Cezaevinde kendisi gibi onlarca hasta tutuklu bulunduğuna dikkati çeken Emel Çiftçi, cezaevlerindeki fiziki koşulların hasta tutuklulara uygun olmadığını söyledi. Kendisi ile aynı koğuşta kalan Halise Aksoy’un kronik hastalıklarına rağmen tahliye edilmediğini hatırlatan Emel Çiftçi, hasta tutukluların cezaevinde oldukları sürece tedavi imkânına erişemeyeceklerini vurguladı. Cezaevlerinde yaşanan ölümlerin önüne geçmek için ciddi bir duyarlılık oluşturulması gerektiğini vurgulayan Emel Çiftçi, şunları dile getirdi:

“Tedavi süreci için fiziki koşulların düzeltilmesi gerekiyor. Tedavi dediğimiz şey bir doktora görünmek ya da ilaç almak değildir. Uygun fiziki koşullar olmadığı sürece hasta bir insanın iyileşmesi çok mümkün değil, hastalık süreçlerini aşabilmek söz konusu olmuyor. 70 yaşındaki anneler, birçok kronik hastalığı ile mücadele ediyor. Yine kanser tedavisi gören arkadaşlarımız vardı. Ayda bir doktor kontrolü ile kanser hastası bir insanın iyileşmesi mümkün değil.”

‘Daha büyük bir duyarlılığın açığa çıkması gerekiyor’

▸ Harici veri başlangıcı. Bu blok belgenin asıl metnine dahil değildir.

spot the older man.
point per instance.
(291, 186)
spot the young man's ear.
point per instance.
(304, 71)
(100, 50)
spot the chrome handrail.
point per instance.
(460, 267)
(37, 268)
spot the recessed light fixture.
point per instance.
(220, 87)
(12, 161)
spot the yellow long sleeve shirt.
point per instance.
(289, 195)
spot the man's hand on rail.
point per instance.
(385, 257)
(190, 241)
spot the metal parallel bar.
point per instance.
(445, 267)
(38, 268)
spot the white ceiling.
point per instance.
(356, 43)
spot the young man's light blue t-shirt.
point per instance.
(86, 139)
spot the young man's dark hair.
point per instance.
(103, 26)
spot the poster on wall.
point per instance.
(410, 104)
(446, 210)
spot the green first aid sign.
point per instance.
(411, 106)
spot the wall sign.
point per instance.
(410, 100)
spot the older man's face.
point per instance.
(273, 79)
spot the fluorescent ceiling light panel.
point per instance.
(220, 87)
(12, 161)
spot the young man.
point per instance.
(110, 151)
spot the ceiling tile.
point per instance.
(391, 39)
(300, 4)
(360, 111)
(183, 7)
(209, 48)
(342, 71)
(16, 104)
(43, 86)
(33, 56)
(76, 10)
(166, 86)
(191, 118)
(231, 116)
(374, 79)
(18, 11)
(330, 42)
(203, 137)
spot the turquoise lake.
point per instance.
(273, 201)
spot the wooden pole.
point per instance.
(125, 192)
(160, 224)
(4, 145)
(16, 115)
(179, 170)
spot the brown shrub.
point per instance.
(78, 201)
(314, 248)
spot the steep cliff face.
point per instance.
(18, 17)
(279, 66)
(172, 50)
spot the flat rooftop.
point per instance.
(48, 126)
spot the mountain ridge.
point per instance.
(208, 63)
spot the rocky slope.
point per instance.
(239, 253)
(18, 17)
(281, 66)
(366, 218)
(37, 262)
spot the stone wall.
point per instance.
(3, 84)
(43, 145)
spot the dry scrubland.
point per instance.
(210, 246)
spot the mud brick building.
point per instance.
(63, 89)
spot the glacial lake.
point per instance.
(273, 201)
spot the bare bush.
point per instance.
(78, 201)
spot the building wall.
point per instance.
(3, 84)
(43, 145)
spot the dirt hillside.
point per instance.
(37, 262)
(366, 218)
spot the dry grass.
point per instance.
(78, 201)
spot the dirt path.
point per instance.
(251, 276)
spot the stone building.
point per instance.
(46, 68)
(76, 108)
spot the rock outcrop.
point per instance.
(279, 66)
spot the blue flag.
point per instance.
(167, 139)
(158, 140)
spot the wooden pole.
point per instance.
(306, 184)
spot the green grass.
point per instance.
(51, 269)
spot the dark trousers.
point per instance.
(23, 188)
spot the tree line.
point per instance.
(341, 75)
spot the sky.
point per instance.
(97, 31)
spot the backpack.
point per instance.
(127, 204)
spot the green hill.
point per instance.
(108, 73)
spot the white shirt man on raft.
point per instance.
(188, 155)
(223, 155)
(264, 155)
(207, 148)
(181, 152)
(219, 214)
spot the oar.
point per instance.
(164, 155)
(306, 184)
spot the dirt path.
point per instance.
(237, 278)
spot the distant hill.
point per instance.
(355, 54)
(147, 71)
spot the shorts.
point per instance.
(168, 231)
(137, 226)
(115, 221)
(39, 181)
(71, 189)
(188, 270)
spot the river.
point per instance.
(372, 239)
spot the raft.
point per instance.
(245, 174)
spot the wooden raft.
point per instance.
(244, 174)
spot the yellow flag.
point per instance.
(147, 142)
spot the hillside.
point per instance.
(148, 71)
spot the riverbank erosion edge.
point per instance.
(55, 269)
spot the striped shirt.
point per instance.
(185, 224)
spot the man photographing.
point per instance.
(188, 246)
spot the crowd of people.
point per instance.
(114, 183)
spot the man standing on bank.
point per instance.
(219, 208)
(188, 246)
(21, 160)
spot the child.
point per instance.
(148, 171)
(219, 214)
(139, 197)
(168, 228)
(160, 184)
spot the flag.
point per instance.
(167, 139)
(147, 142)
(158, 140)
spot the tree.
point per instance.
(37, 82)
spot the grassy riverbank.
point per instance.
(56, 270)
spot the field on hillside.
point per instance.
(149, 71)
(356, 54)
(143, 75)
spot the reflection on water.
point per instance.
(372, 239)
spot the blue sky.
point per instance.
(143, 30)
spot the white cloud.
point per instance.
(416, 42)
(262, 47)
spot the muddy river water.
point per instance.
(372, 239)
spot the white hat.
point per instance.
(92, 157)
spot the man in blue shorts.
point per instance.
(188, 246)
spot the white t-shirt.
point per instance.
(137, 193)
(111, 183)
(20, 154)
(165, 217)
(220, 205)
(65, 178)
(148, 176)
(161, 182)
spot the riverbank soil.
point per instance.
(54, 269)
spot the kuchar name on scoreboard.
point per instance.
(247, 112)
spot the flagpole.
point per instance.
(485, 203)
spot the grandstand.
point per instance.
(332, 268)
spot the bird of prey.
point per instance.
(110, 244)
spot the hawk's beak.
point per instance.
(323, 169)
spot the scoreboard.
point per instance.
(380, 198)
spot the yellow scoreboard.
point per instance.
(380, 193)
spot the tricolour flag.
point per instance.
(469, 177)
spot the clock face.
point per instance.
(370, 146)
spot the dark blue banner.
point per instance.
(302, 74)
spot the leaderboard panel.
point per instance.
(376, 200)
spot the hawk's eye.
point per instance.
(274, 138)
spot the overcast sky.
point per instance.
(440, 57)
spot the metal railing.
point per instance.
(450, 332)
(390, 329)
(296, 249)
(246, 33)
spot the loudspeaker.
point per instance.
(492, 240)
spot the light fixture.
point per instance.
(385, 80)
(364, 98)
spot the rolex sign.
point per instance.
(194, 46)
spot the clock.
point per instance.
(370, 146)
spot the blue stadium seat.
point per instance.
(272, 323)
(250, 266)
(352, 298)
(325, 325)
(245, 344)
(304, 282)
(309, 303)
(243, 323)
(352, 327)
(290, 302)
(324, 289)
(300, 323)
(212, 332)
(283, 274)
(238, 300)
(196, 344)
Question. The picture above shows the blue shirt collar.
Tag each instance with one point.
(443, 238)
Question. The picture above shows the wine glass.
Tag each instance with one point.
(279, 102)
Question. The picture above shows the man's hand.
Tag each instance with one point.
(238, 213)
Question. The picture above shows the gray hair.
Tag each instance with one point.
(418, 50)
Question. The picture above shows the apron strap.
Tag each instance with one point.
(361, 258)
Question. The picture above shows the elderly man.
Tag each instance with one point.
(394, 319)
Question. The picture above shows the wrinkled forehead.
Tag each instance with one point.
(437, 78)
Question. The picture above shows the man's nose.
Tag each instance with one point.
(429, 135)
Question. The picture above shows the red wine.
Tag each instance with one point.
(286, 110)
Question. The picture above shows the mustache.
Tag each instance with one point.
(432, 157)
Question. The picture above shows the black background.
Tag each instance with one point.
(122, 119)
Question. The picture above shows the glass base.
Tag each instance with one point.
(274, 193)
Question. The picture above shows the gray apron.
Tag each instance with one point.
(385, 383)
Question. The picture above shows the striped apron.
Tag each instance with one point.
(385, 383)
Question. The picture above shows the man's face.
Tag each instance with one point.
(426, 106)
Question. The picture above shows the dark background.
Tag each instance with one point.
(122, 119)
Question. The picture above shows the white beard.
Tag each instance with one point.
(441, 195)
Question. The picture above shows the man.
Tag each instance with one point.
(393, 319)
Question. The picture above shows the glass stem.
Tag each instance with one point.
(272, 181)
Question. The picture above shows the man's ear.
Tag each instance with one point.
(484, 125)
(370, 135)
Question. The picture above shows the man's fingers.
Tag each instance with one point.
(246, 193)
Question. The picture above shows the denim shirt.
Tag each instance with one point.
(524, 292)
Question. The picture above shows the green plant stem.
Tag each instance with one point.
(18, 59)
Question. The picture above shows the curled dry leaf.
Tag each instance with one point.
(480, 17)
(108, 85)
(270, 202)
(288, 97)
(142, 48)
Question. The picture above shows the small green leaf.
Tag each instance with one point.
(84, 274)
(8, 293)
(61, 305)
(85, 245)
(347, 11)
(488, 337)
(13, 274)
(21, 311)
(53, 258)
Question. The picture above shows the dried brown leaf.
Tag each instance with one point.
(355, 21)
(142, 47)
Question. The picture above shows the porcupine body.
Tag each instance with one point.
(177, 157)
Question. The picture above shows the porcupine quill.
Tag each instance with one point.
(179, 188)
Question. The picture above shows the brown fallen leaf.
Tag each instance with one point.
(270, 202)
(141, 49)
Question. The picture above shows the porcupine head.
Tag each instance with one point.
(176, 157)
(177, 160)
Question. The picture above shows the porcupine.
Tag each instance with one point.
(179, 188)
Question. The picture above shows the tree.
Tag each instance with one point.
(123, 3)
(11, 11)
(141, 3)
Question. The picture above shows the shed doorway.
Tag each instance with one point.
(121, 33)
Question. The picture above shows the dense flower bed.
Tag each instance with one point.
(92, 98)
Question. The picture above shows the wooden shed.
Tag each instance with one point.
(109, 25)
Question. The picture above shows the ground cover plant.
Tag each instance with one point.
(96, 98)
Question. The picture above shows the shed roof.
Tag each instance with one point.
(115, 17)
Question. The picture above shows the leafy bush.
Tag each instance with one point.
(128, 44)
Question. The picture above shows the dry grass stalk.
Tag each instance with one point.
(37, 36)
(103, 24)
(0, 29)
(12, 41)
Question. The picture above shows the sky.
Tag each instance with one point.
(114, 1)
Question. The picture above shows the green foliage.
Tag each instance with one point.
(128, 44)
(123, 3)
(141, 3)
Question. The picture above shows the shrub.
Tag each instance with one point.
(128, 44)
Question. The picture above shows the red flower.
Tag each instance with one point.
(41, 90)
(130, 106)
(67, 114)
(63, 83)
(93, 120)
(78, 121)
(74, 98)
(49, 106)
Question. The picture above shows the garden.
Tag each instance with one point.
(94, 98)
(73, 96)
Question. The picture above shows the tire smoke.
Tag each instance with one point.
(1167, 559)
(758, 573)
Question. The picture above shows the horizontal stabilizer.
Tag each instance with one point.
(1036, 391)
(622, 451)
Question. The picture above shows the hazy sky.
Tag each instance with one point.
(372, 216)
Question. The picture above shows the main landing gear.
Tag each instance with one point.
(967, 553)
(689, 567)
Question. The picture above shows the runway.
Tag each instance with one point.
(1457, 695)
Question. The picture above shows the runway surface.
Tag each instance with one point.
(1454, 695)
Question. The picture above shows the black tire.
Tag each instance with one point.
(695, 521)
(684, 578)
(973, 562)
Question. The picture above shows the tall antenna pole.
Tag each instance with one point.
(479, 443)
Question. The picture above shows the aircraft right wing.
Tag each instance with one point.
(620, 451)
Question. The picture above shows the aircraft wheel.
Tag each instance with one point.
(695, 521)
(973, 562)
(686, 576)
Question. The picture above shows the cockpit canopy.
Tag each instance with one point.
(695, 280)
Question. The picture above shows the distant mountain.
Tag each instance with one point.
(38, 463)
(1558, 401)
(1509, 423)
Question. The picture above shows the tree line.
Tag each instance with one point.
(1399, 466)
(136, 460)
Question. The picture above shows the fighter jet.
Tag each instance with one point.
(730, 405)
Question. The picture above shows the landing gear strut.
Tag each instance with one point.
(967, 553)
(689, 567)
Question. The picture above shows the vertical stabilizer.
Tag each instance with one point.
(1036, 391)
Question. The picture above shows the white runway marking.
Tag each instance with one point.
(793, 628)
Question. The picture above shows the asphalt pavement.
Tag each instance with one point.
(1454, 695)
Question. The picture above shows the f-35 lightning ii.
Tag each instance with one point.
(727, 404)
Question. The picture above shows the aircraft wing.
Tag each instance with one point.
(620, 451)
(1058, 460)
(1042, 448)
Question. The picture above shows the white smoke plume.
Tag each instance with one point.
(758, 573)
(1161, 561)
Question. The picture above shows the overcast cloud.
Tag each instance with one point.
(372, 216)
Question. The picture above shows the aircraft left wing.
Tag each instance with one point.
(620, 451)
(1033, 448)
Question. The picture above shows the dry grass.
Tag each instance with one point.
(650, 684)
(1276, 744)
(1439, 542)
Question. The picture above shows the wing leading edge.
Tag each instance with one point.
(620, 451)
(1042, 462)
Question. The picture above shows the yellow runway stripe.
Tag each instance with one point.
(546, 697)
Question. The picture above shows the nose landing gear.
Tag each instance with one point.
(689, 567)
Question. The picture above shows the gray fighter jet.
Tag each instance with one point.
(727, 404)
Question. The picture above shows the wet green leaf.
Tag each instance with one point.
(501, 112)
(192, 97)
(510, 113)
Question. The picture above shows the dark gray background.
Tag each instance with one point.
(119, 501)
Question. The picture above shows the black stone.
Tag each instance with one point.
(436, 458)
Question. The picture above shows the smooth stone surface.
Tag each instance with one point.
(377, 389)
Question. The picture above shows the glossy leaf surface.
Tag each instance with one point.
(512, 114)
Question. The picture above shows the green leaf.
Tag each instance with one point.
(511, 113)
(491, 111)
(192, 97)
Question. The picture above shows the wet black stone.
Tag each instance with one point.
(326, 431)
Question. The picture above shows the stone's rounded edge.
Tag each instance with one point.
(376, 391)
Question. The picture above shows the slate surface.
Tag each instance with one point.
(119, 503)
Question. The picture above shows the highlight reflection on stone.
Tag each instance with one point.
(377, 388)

Bütün hasta tutukluların bir an önce tahliye edilmesi gerektiğini vurgulayan Emel Çiftçi, “Son 6 ayda iki hasta tutuklu arkadaşımız yaşamını yitirdi. Bu koşullara bizler dur demedikçe bu tür durumlarla daha çok karşılaşacağız. Bu koşulların değişmesi içinde başta tutuklu aileleri olmak üzere halkımızın bu sürece sahip çıkması gerekiyor” diye belirtti. İmralı’da başlayan tecridin bugün cezaevleri başta olmak üzere yaşamın her alanına sirayet ettiğine dikkat çeken Emel Çiftçi, kendilerine gelen mektupların dahi karalanarak teslim edildiğini anlattı.

Emel Çiftçi, “Daha büyük bir duyarlılığın açığa çıkması gerekiyor. Cezaevi koşullarından kaynaklı hem hasta tutuklu sayısı artıyor hem de yaşanan hastalıklar günden güne daha da ağırlaşıyor. Herkesin amasız fakatsız cezaevlerinin etrafında kenetlenmesi gerekiyor” dedi.

‘Bir Kürt sanatçı olarak sözümü kurmaya devam edeceğim’

İmralı F Tipi Yüksek Güvenlikli Kapalı Cezaevi'nde mutlak tecrit altında tutulan PKK Lideri Abdullah Öcalan'ın fiziki özgürlüğünün sağlanması ve Kürt sorununun çözümü talepleriyle cezaevlerinde 27 Kasım’dan bu yana siyasi tutukluların başlattığı açlık grevine işaret eden Emel Çiftçi, “Tecrit bir insanlık suçudur. Tecridin kırılması içinde herkesin söz kurması gerekiyor. Ben de bir Kürt sanatçı olarak sözümü sakınmadan kurmaya devam edeceğim” dedi.